It is important to note the contribution that undocumented Irish emigrants have made to the US economy. In many instances they pay their taxes and contribute to local organisations. They are builders, carpenters, manual labourers and they work in many different areas. They have helped to build America and continue to do so. In 1990 the Donnelly programme allowed over 10,000 people to avail of a visa to live and work in the USA in the first year after the Bill was enacted. From 1992 to 1994, 16,000 of 50,000 Morrison visas were set aside for Irish people each year. These programmes are evidence of what can be achieved. Unfortunately, however, those programmes were more than 30 years ago.
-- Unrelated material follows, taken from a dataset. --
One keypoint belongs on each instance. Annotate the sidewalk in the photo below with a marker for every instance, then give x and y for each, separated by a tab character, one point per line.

The issue of Irish emigration to the USA, particularly the status of undocumented Irish, has been a priority for successive Irish Governments. Emigration issues have been raised on an ongoing basis with the US Administration. Most recently in October 2021, the Minister for Foreign Affairs, Deputy Coveney, said that the situation of undocumented Irish immigrants in the USA and working to secure legal pathways for Irish people wishing to live and work in the USA had been priority issues for successive Governments and continued to be key priorities for the current Government. I have spoken to many who ask what people can expect to see done differently on this issue. We now find ourselves with a unique opportunity because the current US Administration has a strong Irish-American influence and has control over the White House, Congress and the Senate. This presents a unique opportunity for Irish political representatives to develop a strategy to exert whatever influence they can on the US Administration to get this issue over the line once and for all.
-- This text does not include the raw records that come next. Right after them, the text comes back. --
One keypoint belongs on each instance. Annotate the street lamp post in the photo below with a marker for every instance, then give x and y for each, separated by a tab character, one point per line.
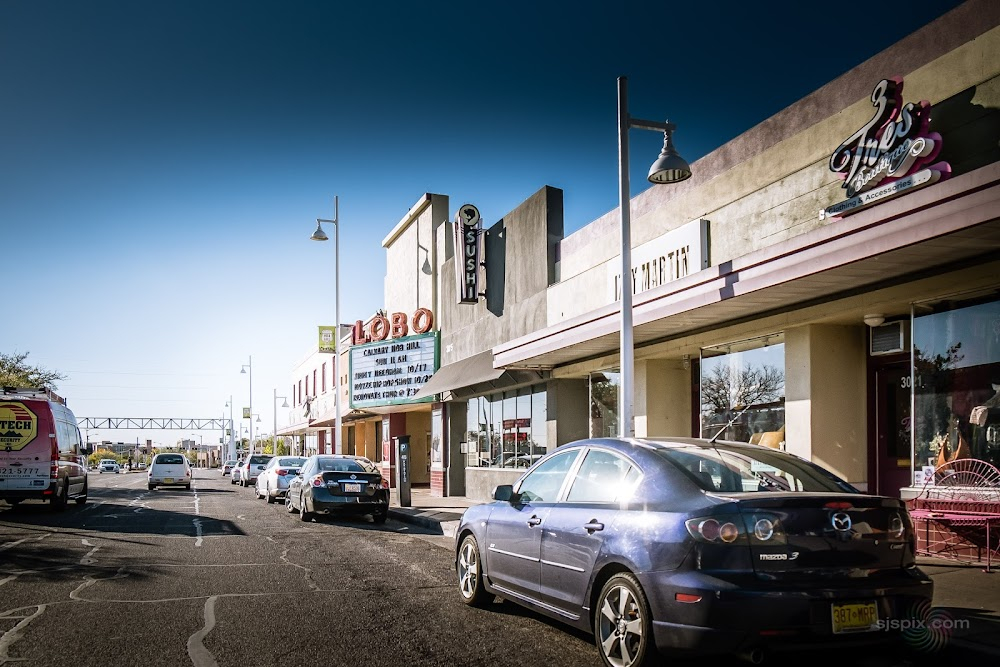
231	447
668	168
250	378
275	413
319	235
It should be noted that Irish heritage is strong in America, with more than 31.5 million residents claiming Irish ancestry, which is almost one in ten people. The same talking points come up year after year but nothing seems to happen. There are no exact figures for the number of illegal Irish in the USA but estimates range from 10,000 to 15,000, although many would claim the number is much greater. As I said, with President Biden in the White House, who is very proud of his Irish ancestry and refers to it at every opportunity, we now have a unique opportunity to put this issue to bed for once and for all. I ask the Government to redouble its efforts and to avail of this unique opportunity so that those people who have been hiding while trying to find a solution to this issue for years will finally find one.